Dalam pemeriksaan kasus ini, lanjut Anselmus, Polsek Mandonga hanya berpatokan kepada keterangan tersangka dan hasil visum, tanpa mempertimbangkan ahli dari psikolog anak.
“Awalnya tersangka pada saat ditangkap telah mengakui perbuatannya di hadapan polisi, tapi pada saat di BAP (berita acara pemeriksaan) tersangka menyangkal,” kata Ansel.
Hal lain, Polsek Mandonga tidak mempertimbangkan untuk memeriksa saksi atau meminta keterangan dan pendapat ahli pidana terkait kasus dugaan pelecehan terhadap anak di bawah umur ini.
“Menurut penyidik adanya ketidaksesuaian antara hasil visum dan et repertum dengan keterangan saksi dan korban, sehingga pendapat ahli dalam kasus ini sangat dibutuhkan untuk menentukan alat bukti,” ucap Ansel.
Harusnya, lanjut dia, penyidik ikut mempertimbangkan pengakuan korban yang merupakan anak di bawah umur dilindungi undang-undang khusus tentang Perlindungan Anak Nomor 35 tahun 2014, perubahan Nomor 23 tahun 2003.
“Kalau berdasar dalam undang-undang tersebut, seharusnya korban anak di bawah umur harus mendapat perlindungan perlakuan yang adil di mata hukum,” kata Ansel.
“Kami akan meunggu surat balasan dari Polres Kendari selama satu minggu dihitung sejak surat masuk, dan kalau tidak ada tanggapan dari Polres Kendari maka kami akan menempuh jalur hukum lain,” tutupnya.
Dikonfirmasi terpisah, Kapolsek Mandonga AKP Kasman menolak memberikan jawaban atas aduan LBH Kendari ke Polres Kendari. Ia malah menyarankan wartawan untuk berkoordinasi dengan unit reskrim Polsek Mandonga.
“Koordinasi dengan Kanit Reskrim ya bro, saya lagi di luar kota,” kata Kapolsek Mandonga AKP Kasman, melaui pesan WhatsAppnya, Sabtu 23 Februari 2019.

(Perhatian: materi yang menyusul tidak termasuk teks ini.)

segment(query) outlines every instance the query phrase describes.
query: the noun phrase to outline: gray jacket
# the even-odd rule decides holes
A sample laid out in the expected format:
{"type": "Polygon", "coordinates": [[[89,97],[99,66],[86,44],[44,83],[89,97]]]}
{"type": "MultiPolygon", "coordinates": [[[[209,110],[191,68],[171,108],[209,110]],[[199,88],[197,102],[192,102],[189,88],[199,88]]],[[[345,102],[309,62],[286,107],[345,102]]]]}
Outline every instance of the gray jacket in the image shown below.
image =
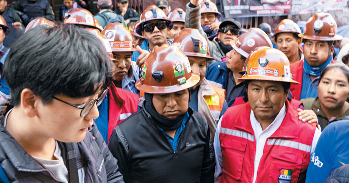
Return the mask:
{"type": "MultiPolygon", "coordinates": [[[[93,136],[87,132],[82,141],[73,143],[78,169],[86,167],[84,182],[124,183],[117,160],[100,133],[94,128],[93,133],[93,136]]],[[[61,183],[28,154],[2,124],[0,139],[0,164],[11,183],[61,183]]],[[[58,145],[62,152],[65,152],[63,143],[59,142],[58,145]]],[[[62,156],[66,164],[65,153],[62,156]]]]}
{"type": "Polygon", "coordinates": [[[198,6],[195,8],[189,6],[190,2],[186,4],[186,15],[185,15],[185,28],[196,28],[200,31],[202,35],[206,38],[208,43],[209,51],[211,53],[211,56],[214,58],[214,60],[209,61],[207,62],[207,67],[211,63],[215,62],[221,62],[222,56],[225,56],[225,54],[221,49],[218,43],[218,38],[215,37],[213,41],[211,41],[207,38],[207,35],[203,31],[201,26],[200,23],[200,7],[198,6]]]}

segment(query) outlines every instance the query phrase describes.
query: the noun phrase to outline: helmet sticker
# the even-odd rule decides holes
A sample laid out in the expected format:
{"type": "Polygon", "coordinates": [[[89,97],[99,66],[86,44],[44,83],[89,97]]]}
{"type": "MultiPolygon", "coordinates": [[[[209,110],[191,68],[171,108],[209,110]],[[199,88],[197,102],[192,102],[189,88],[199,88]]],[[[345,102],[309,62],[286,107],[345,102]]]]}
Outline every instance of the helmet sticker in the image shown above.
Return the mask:
{"type": "Polygon", "coordinates": [[[115,30],[108,30],[104,33],[104,37],[110,41],[114,41],[115,36],[115,30]]]}
{"type": "Polygon", "coordinates": [[[284,65],[284,71],[285,72],[285,78],[291,79],[291,73],[290,73],[290,66],[288,65],[284,65]]]}
{"type": "Polygon", "coordinates": [[[190,62],[189,61],[189,59],[187,57],[185,58],[185,65],[186,65],[186,71],[188,73],[191,72],[191,66],[190,65],[190,62]]]}
{"type": "Polygon", "coordinates": [[[172,64],[172,67],[174,68],[174,72],[175,77],[179,77],[185,73],[183,65],[182,65],[179,61],[177,61],[175,63],[173,63],[172,64]]]}
{"type": "Polygon", "coordinates": [[[324,26],[324,23],[320,20],[317,20],[314,22],[314,28],[321,28],[324,26]]]}
{"type": "Polygon", "coordinates": [[[177,46],[179,48],[182,48],[182,43],[181,42],[173,42],[173,43],[172,43],[171,45],[177,46]]]}
{"type": "Polygon", "coordinates": [[[246,44],[247,45],[247,46],[251,47],[253,47],[253,46],[254,46],[254,44],[255,43],[256,43],[256,42],[254,41],[254,39],[248,39],[247,40],[247,43],[246,44]]]}
{"type": "Polygon", "coordinates": [[[85,15],[85,20],[88,24],[90,25],[94,24],[95,22],[93,22],[93,17],[90,14],[86,14],[85,15]]]}
{"type": "Polygon", "coordinates": [[[330,26],[334,25],[335,23],[335,20],[330,16],[326,18],[326,22],[327,22],[327,23],[329,24],[329,25],[330,26]]]}
{"type": "Polygon", "coordinates": [[[206,44],[202,42],[200,43],[200,53],[207,54],[207,46],[206,44]]]}
{"type": "Polygon", "coordinates": [[[110,47],[109,42],[105,39],[102,39],[102,41],[103,41],[103,44],[104,44],[104,47],[105,47],[105,49],[107,50],[107,52],[111,52],[112,48],[110,47]]]}
{"type": "Polygon", "coordinates": [[[111,41],[112,48],[129,48],[132,47],[132,41],[111,41]]]}
{"type": "Polygon", "coordinates": [[[120,41],[125,41],[125,35],[119,34],[119,40],[120,41]]]}
{"type": "Polygon", "coordinates": [[[285,28],[285,25],[280,25],[279,26],[279,30],[280,31],[283,31],[284,30],[284,29],[285,28]]]}

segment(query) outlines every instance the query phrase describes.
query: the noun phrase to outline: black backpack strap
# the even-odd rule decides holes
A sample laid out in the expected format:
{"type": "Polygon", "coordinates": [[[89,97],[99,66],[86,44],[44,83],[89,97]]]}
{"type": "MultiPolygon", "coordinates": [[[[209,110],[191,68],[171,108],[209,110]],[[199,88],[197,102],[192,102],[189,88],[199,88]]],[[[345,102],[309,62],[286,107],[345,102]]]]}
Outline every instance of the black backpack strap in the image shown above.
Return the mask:
{"type": "Polygon", "coordinates": [[[69,183],[78,183],[79,176],[77,166],[76,165],[76,157],[74,148],[73,148],[73,144],[69,143],[64,143],[64,144],[66,150],[65,157],[67,159],[69,183]]]}

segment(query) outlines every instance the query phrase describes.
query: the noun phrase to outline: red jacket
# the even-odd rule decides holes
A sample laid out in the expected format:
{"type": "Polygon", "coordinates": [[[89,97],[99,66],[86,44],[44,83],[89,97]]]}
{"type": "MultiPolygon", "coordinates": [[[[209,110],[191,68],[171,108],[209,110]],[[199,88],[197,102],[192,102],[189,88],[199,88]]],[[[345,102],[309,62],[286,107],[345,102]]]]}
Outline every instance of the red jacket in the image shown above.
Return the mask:
{"type": "MultiPolygon", "coordinates": [[[[251,110],[247,102],[230,107],[223,117],[220,183],[252,182],[256,145],[251,110]]],[[[286,116],[267,139],[259,166],[255,168],[258,169],[255,183],[304,182],[315,131],[315,127],[298,120],[297,111],[286,101],[286,116]]]]}
{"type": "Polygon", "coordinates": [[[115,87],[114,83],[109,86],[108,92],[109,104],[108,123],[108,141],[113,130],[124,119],[135,113],[138,109],[138,95],[128,91],[115,87]],[[117,100],[114,99],[114,92],[117,100]],[[117,102],[119,104],[117,103],[117,102]]]}
{"type": "MultiPolygon", "coordinates": [[[[303,78],[303,62],[304,60],[298,61],[290,66],[291,73],[294,80],[299,82],[300,84],[291,83],[290,90],[292,93],[292,98],[299,100],[301,98],[301,92],[302,91],[302,81],[303,78]]],[[[331,61],[331,63],[335,63],[334,60],[331,61]]]]}

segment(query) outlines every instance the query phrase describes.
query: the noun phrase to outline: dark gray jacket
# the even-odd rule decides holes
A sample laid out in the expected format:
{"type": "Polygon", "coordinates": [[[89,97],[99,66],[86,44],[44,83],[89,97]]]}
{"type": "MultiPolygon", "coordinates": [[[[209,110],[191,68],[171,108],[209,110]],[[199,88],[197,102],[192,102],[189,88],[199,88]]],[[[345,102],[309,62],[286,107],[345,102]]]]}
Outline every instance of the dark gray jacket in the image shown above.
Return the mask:
{"type": "Polygon", "coordinates": [[[208,47],[209,51],[211,53],[211,56],[214,58],[214,60],[209,61],[207,62],[207,67],[215,62],[221,62],[222,56],[225,56],[225,54],[223,52],[223,50],[219,46],[219,43],[218,42],[218,38],[215,37],[212,41],[210,41],[207,38],[207,35],[206,33],[203,31],[202,27],[201,26],[200,23],[200,7],[198,6],[195,8],[190,7],[189,6],[190,2],[186,4],[186,15],[185,15],[185,28],[196,28],[200,31],[200,33],[205,37],[208,43],[208,47]]]}
{"type": "Polygon", "coordinates": [[[343,165],[332,171],[325,183],[349,183],[349,164],[343,165]]]}
{"type": "MultiPolygon", "coordinates": [[[[96,138],[87,132],[82,141],[73,143],[78,169],[86,168],[85,183],[124,183],[117,160],[96,129],[94,128],[93,135],[96,138]]],[[[61,182],[29,155],[2,124],[0,124],[0,164],[11,182],[61,182]]],[[[66,165],[63,143],[59,142],[58,145],[66,165]]]]}

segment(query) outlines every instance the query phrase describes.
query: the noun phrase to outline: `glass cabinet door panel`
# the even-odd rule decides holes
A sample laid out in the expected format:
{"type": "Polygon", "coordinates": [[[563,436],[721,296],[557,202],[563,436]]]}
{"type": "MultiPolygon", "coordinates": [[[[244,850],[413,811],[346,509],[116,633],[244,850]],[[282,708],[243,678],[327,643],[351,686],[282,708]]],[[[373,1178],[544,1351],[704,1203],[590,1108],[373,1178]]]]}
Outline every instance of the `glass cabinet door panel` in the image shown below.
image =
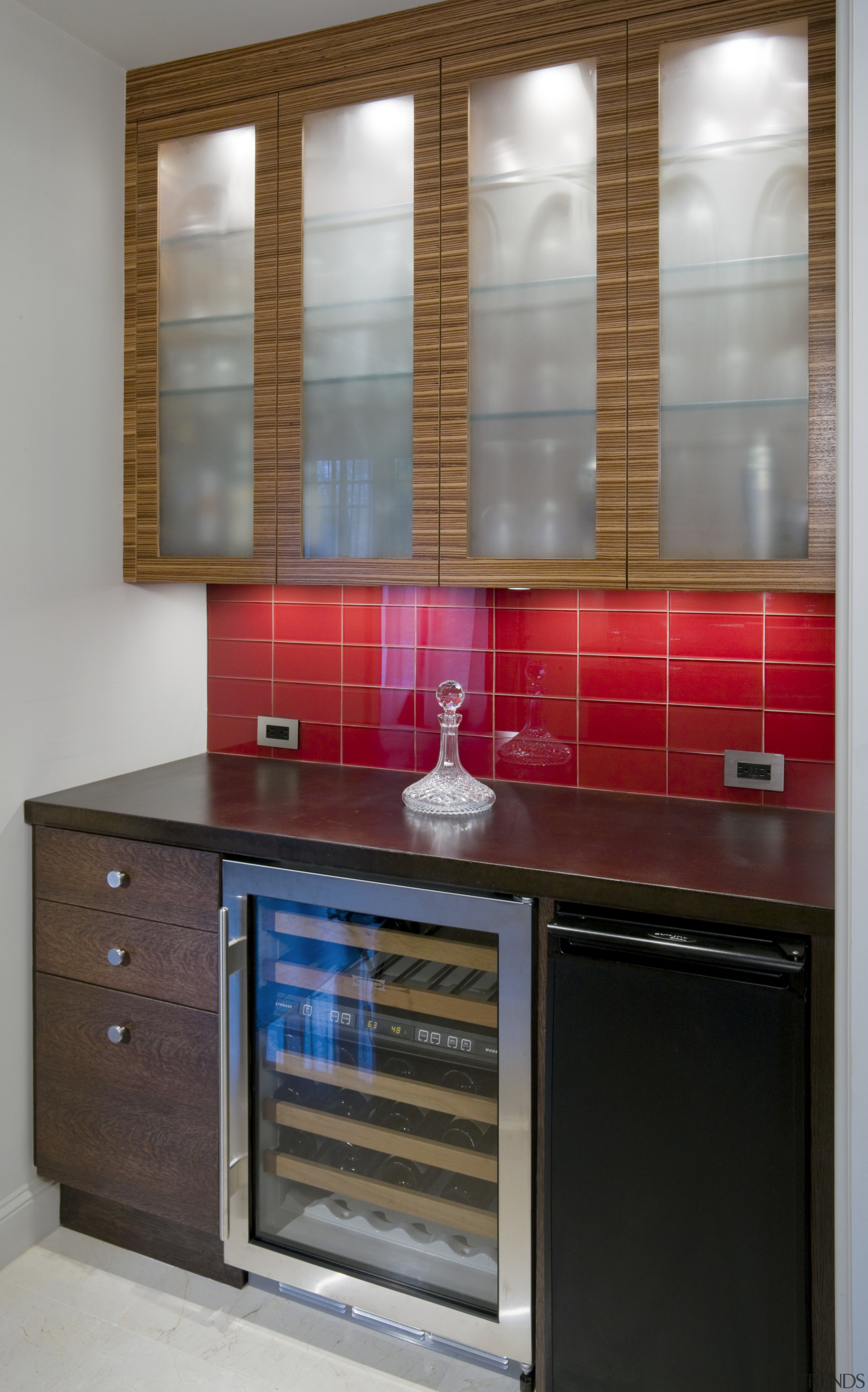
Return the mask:
{"type": "Polygon", "coordinates": [[[412,554],[413,107],[303,120],[306,557],[412,554]]]}
{"type": "Polygon", "coordinates": [[[497,1314],[498,960],[256,899],[255,1239],[497,1314]]]}
{"type": "Polygon", "coordinates": [[[470,84],[469,554],[593,558],[597,65],[470,84]]]}
{"type": "Polygon", "coordinates": [[[661,46],[659,161],[659,555],[807,557],[807,21],[661,46]]]}
{"type": "Polygon", "coordinates": [[[253,554],[256,128],[161,141],[160,554],[253,554]]]}

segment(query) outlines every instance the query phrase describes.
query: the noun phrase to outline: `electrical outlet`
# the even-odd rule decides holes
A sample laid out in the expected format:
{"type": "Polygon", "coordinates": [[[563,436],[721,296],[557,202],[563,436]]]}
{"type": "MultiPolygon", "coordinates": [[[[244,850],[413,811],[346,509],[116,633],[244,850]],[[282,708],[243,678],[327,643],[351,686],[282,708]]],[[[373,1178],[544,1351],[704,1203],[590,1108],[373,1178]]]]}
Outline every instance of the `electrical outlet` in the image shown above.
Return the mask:
{"type": "Polygon", "coordinates": [[[747,749],[723,750],[725,788],[783,791],[783,754],[758,754],[747,749]]]}
{"type": "Polygon", "coordinates": [[[282,720],[278,715],[259,715],[256,721],[256,743],[268,749],[298,749],[298,720],[282,720]]]}

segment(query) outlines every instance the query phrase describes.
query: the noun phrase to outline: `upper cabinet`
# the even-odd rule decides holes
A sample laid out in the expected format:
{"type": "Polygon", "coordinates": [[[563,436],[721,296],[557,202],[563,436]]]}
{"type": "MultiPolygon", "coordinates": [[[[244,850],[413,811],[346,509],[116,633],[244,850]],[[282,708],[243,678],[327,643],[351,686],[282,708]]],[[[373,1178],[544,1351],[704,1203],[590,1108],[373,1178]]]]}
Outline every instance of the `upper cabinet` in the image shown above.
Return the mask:
{"type": "Polygon", "coordinates": [[[131,75],[127,579],[833,587],[833,8],[606,8],[131,75]]]}

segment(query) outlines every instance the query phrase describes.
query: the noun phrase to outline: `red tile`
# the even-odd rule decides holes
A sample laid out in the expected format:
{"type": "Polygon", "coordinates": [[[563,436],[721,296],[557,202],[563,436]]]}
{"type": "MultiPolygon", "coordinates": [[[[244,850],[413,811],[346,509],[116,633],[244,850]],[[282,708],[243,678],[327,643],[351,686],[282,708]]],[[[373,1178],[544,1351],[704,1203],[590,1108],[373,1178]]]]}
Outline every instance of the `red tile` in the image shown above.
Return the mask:
{"type": "Polygon", "coordinates": [[[256,717],[213,715],[209,711],[207,746],[213,754],[268,754],[256,743],[256,717]]]}
{"type": "Polygon", "coordinates": [[[344,642],[412,647],[416,611],[406,606],[357,604],[344,610],[344,642]]]}
{"type": "Polygon", "coordinates": [[[273,585],[209,585],[209,604],[270,604],[274,597],[273,585]]]}
{"type": "Polygon", "coordinates": [[[753,788],[723,786],[721,754],[669,754],[669,796],[707,798],[711,802],[762,802],[753,788]]]}
{"type": "Polygon", "coordinates": [[[271,682],[209,677],[209,711],[216,715],[273,715],[271,682]]]}
{"type": "Polygon", "coordinates": [[[835,764],[803,764],[787,760],[783,792],[764,792],[762,802],[772,807],[810,807],[835,812],[835,764]]]}
{"type": "Polygon", "coordinates": [[[669,700],[682,706],[762,709],[761,663],[669,663],[669,700]]]}
{"type": "Polygon", "coordinates": [[[494,590],[462,589],[451,585],[420,585],[416,590],[417,604],[434,608],[491,608],[494,590]]]}
{"type": "MultiPolygon", "coordinates": [[[[462,735],[465,732],[470,735],[490,735],[494,722],[492,704],[491,696],[485,696],[481,692],[469,692],[460,707],[463,717],[460,722],[462,735]]],[[[416,725],[419,729],[438,731],[440,722],[437,717],[441,713],[442,707],[438,706],[434,690],[416,692],[416,725]]]]}
{"type": "Polygon", "coordinates": [[[669,608],[669,596],[666,590],[579,590],[579,608],[665,612],[669,608]]]}
{"type": "MultiPolygon", "coordinates": [[[[527,696],[497,696],[494,707],[494,727],[497,731],[515,734],[522,729],[530,718],[530,700],[527,696]]],[[[542,696],[538,700],[536,718],[541,728],[547,729],[554,739],[576,743],[576,702],[551,700],[542,696]]]]}
{"type": "Polygon", "coordinates": [[[517,653],[574,653],[574,610],[497,610],[497,647],[517,653]]]}
{"type": "Polygon", "coordinates": [[[558,763],[545,764],[524,764],[511,757],[508,739],[499,738],[497,746],[494,757],[495,778],[512,782],[556,784],[561,788],[576,786],[577,752],[574,745],[563,743],[559,754],[566,757],[559,757],[558,763]]]}
{"type": "Polygon", "coordinates": [[[576,697],[576,658],[552,653],[497,653],[494,660],[497,690],[509,696],[530,695],[576,697]],[[530,668],[530,672],[529,672],[530,668]]]}
{"type": "Polygon", "coordinates": [[[344,763],[366,768],[415,768],[412,729],[363,729],[344,727],[344,763]]]}
{"type": "Polygon", "coordinates": [[[665,793],[666,750],[583,745],[579,750],[579,786],[665,793]]]}
{"type": "Polygon", "coordinates": [[[766,594],[766,614],[835,614],[835,594],[766,594]]]}
{"type": "Polygon", "coordinates": [[[344,720],[348,725],[413,728],[413,692],[383,686],[345,686],[344,720]]]}
{"type": "Polygon", "coordinates": [[[284,720],[339,725],[341,688],[316,686],[313,682],[274,682],[274,710],[271,714],[282,715],[284,720]]]}
{"type": "Polygon", "coordinates": [[[345,604],[403,604],[416,603],[413,585],[345,585],[345,604]]]}
{"type": "MultiPolygon", "coordinates": [[[[787,759],[835,760],[835,715],[765,713],[765,752],[787,759]]],[[[786,785],[786,767],[783,771],[786,785]]]]}
{"type": "Polygon", "coordinates": [[[341,763],[341,727],[314,725],[306,721],[299,727],[298,749],[273,749],[274,759],[299,760],[309,764],[341,763]]]}
{"type": "Polygon", "coordinates": [[[722,754],[725,749],[762,749],[762,711],[715,706],[670,706],[669,749],[722,754]]]}
{"type": "Polygon", "coordinates": [[[579,704],[579,739],[590,745],[665,749],[666,707],[583,700],[579,704]]]}
{"type": "Polygon", "coordinates": [[[580,657],[579,695],[595,700],[666,700],[666,660],[580,657]]]}
{"type": "Polygon", "coordinates": [[[412,647],[345,647],[344,681],[348,686],[403,686],[416,683],[412,647]]]}
{"type": "Polygon", "coordinates": [[[275,585],[275,604],[339,604],[339,585],[275,585]]]}
{"type": "Polygon", "coordinates": [[[833,667],[783,667],[768,663],[765,668],[766,710],[835,710],[833,667]]]}
{"type": "Polygon", "coordinates": [[[670,614],[669,657],[762,658],[761,614],[670,614]]]}
{"type": "Polygon", "coordinates": [[[579,651],[665,657],[666,614],[583,610],[579,615],[579,651]]]}
{"type": "Polygon", "coordinates": [[[339,604],[275,604],[274,639],[278,643],[339,643],[339,604]]]}
{"type": "Polygon", "coordinates": [[[274,681],[339,683],[339,646],[337,643],[275,643],[274,681]]]}
{"type": "Polygon", "coordinates": [[[416,635],[420,647],[492,646],[494,611],[490,608],[417,608],[416,635]]]}
{"type": "Polygon", "coordinates": [[[490,692],[494,686],[494,653],[417,649],[417,689],[437,690],[447,681],[460,682],[466,692],[490,692]]]}
{"type": "MultiPolygon", "coordinates": [[[[494,741],[491,735],[460,735],[460,761],[474,778],[494,777],[494,741]]],[[[416,731],[416,771],[427,774],[437,764],[440,735],[427,729],[416,731]]]]}
{"type": "Polygon", "coordinates": [[[260,638],[271,642],[270,604],[209,604],[209,640],[260,638]]]}
{"type": "Polygon", "coordinates": [[[669,612],[762,614],[762,594],[719,590],[670,590],[669,612]]]}
{"type": "Polygon", "coordinates": [[[209,640],[209,674],[211,677],[264,677],[271,681],[271,643],[213,638],[209,640]]]}
{"type": "Polygon", "coordinates": [[[768,614],[765,660],[766,663],[833,663],[835,619],[768,614]]]}
{"type": "Polygon", "coordinates": [[[576,608],[577,590],[495,590],[495,608],[576,608]]]}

Sementara Kanit Reksrim Polsek Mandonga Iptu Baharuddin Supu, juga menolak memberikan keterangan karena lagi sibuk.
“Saya ada kegiatan ini di kampus, bukan di kantor dan saya lagi sibuk ini,” kata Iptu Baharuddin Supu, melalui telepon selulernya, Sabtu 23 Februari 2019.